L'affaire avec les Etats-Unis doit être l'occasion de repenser le secret bancaire, a exhorté le président du PS Christian Levrat. L'attitude et les pressions exercées par les Américains sont "inacceptables", car elles portent atteinte aux principes de l'Etat de droit. "Mais l'erreur principale réside dans notre définition du secret bancaire."
Christian Levrat s'est dit à la fois en colère contre l'UBS et inquiet pour l'établissement.

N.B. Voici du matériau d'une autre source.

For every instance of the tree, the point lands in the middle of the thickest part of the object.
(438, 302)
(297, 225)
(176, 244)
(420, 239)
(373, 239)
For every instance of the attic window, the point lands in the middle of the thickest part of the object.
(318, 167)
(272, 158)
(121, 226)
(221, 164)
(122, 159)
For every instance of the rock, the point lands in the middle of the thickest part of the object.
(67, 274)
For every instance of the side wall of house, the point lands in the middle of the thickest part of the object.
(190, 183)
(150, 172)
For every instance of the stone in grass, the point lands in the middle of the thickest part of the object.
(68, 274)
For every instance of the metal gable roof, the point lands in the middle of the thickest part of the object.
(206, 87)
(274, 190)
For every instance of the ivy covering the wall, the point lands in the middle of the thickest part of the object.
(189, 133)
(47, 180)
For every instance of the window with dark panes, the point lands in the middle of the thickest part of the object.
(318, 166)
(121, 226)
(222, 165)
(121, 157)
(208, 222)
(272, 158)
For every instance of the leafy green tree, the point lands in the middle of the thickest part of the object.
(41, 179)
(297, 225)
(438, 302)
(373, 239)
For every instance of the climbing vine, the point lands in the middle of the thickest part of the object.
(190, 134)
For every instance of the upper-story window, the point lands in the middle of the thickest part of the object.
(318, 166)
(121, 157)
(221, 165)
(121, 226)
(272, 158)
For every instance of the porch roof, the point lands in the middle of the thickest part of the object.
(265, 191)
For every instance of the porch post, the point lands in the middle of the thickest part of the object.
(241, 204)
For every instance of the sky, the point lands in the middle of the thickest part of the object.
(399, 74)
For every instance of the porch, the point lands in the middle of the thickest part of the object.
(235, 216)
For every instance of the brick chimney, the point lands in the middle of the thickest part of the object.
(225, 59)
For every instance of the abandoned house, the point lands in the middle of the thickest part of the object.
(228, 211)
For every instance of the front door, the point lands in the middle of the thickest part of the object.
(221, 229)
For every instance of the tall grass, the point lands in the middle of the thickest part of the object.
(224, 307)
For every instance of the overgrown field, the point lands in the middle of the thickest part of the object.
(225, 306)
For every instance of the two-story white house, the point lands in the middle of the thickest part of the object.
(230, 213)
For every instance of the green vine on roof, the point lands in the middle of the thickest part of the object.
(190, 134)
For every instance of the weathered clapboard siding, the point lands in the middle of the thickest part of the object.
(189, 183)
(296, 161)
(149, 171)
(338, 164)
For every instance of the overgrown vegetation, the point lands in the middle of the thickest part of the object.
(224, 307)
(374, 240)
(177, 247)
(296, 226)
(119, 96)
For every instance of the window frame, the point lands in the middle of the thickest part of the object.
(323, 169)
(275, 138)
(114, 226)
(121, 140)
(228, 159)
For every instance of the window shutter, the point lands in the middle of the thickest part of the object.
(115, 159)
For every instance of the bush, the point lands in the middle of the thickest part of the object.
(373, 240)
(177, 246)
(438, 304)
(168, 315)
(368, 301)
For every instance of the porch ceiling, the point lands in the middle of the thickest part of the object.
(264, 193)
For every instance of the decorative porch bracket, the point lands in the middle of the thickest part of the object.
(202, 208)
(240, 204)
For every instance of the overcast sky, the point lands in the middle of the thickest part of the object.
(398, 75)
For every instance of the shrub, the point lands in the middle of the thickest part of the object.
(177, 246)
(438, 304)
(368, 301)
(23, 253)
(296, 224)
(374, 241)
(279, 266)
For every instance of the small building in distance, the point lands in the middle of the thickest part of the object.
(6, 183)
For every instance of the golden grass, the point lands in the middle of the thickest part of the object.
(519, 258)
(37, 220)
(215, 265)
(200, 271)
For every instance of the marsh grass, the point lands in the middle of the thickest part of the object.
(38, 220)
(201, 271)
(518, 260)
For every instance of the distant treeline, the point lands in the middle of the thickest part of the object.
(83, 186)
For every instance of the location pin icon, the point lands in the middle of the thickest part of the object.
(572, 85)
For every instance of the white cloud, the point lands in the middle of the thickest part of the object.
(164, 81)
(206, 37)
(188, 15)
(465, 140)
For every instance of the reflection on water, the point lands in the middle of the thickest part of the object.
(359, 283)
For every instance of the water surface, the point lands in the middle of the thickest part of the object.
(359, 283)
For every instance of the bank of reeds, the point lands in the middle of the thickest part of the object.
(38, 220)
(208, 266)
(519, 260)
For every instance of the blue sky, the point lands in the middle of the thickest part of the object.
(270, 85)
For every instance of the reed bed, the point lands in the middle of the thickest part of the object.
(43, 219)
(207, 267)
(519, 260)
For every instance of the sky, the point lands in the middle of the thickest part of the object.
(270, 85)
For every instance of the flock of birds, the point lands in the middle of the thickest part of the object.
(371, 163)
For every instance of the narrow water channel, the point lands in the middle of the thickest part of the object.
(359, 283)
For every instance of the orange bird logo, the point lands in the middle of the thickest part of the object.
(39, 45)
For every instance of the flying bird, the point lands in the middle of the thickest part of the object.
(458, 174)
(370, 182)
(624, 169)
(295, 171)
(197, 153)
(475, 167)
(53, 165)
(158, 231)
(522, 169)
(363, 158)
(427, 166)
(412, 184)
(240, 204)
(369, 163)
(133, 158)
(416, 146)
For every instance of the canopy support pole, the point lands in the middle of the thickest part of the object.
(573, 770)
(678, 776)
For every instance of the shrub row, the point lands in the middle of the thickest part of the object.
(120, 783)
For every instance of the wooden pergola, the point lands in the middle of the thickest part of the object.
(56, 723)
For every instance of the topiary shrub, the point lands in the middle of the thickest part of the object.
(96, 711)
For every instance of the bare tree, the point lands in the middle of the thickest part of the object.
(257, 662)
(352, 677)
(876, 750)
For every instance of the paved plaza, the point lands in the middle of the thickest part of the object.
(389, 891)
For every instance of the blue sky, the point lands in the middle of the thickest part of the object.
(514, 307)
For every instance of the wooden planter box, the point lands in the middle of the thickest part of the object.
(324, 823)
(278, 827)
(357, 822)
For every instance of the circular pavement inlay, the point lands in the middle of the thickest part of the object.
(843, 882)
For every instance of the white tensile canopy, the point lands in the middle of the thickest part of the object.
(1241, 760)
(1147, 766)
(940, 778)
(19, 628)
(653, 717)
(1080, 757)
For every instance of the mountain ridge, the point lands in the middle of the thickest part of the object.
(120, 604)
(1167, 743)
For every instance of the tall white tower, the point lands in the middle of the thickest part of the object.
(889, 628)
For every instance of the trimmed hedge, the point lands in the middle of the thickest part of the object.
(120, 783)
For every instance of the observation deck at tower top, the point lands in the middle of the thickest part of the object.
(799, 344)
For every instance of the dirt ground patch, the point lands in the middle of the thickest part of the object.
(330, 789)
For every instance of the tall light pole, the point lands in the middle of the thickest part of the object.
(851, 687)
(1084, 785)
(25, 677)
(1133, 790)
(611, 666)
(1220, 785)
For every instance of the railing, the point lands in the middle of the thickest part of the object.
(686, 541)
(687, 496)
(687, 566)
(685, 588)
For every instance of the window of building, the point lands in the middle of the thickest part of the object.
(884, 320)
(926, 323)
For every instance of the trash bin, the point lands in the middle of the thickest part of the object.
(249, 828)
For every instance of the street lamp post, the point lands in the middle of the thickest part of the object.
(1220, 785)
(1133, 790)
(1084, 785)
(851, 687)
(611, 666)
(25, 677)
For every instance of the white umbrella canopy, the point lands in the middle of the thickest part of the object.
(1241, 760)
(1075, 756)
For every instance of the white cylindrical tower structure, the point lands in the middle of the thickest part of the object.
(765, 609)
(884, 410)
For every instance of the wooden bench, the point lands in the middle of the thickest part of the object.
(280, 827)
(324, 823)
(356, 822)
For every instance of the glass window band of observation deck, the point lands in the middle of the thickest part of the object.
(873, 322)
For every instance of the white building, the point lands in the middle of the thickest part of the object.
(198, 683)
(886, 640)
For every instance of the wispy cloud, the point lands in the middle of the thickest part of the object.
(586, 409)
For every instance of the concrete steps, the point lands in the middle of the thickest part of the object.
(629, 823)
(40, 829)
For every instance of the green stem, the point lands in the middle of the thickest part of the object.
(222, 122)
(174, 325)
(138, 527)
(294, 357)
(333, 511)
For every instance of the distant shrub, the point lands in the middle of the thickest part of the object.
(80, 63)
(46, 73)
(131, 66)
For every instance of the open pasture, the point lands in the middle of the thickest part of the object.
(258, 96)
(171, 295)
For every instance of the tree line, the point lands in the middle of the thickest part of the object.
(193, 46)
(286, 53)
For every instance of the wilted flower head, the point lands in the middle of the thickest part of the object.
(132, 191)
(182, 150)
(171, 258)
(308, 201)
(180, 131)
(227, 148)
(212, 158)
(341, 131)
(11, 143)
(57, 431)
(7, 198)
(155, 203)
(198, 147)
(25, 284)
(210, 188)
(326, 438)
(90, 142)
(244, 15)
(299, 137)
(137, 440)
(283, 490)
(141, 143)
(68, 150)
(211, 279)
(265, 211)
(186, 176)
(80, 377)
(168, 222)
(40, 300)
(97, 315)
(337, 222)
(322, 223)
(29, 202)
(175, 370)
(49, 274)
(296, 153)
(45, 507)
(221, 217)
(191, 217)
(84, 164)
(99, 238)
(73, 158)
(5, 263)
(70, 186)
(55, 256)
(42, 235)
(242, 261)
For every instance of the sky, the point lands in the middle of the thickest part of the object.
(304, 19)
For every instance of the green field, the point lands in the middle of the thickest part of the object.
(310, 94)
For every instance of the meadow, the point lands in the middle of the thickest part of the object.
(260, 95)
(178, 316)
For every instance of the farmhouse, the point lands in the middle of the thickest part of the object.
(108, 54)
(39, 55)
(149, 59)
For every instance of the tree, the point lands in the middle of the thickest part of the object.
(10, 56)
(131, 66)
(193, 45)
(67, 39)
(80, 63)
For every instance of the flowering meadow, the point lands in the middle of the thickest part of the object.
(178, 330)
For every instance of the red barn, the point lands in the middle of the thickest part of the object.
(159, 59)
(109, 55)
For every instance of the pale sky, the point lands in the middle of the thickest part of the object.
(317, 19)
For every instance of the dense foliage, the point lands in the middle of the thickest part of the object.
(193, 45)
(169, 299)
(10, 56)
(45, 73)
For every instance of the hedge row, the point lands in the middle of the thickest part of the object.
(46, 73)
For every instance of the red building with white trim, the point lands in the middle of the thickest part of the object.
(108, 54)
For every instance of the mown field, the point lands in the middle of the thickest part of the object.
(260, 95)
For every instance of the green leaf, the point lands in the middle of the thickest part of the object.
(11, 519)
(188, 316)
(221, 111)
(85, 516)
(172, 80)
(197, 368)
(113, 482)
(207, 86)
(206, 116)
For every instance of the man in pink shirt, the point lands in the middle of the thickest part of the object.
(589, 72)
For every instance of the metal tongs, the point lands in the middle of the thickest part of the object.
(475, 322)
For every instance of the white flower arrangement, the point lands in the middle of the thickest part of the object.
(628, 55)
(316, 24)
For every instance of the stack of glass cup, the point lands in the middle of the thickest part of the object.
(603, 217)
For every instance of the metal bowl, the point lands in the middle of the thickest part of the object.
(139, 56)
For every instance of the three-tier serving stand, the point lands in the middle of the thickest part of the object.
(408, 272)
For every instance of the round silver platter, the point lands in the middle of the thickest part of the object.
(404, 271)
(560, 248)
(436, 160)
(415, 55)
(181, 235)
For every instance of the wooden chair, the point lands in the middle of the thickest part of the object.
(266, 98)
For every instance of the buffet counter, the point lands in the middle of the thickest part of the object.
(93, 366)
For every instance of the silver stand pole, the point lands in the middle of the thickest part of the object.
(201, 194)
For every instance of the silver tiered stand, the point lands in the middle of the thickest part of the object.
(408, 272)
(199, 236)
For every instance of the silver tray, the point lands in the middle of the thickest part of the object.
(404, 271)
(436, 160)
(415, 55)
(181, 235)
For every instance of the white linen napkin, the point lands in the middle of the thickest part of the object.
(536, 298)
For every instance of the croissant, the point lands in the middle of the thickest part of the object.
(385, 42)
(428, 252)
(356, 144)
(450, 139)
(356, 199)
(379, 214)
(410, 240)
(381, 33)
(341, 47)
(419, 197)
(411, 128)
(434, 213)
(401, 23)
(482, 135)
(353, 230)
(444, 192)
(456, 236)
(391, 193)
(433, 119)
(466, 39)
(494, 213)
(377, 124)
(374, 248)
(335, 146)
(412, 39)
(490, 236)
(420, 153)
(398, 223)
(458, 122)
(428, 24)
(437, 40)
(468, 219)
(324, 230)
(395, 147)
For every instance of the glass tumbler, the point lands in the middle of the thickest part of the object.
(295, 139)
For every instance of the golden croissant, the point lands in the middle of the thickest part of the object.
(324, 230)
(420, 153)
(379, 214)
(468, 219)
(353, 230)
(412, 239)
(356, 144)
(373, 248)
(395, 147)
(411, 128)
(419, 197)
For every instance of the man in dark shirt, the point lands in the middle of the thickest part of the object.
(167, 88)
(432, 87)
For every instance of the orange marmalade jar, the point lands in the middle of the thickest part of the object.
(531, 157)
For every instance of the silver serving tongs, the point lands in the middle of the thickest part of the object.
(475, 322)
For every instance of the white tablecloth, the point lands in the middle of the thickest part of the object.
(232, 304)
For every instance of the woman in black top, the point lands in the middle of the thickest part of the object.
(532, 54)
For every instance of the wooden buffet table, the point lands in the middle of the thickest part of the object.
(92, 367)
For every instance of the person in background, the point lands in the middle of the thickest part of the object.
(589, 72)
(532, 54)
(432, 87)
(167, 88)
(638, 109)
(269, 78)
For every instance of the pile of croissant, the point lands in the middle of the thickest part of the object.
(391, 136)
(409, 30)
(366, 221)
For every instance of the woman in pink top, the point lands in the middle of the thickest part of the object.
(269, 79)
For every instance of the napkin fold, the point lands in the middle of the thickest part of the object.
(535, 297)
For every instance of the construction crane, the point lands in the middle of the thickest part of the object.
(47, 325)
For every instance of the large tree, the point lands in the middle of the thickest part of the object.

M. Levrat a par ailleurs déploré les effets négatifs de cette affaire sur le différend fiscal entre Berne et l'Union européenne. "Cela donne le signal que la Suisse peut céder au chantage."
Pour les Verts, il est faux de critiquer les Etats-Unis alors qu'au départ c'est l'UBS qui a adopté une attitude de "gangster". La banque suisse a favorisé la fraude et l'évasion fiscale, il est donc juste que les Etats-Unis soient fâchés, a dit leur président Ueli Leuenberger.
La pression exercée par les Etats-Unis est tout bonement inacceptable, estime le porte-parole du PRD Damien Cottier. "C'est exercer la force avant le droit", a-t-il dit. Et de rappeler que le secret bancaire, que les radicaux et les libéraux défendront becs et ongles, protège la sécurité juridique et la sphère privée, pas la fraude fiscale.
L'urgence dans laquelle la FINMA et le Conseil fédéral ont cédé aux pressions américaines qui ont conduit à l'accord entre les Etats-Unis et l'UBS choque le président du PDC Christophe Darbellay. Et d'annoncer que le PDC défendera le secret bancaire.
Le secret bancaire doit rester un aspect central de la place financière suisse, estime l'UDC. "Ce n'est quand même pas possible que maintenant on l'affaiblisse en raison de la pression internationale", dénonce le porte-parole du parti Alain Hauert. Et de rappeler le crédo de l'UDC: renforcer le secret bancaire et l'ancrer dans la Constitution fédérale.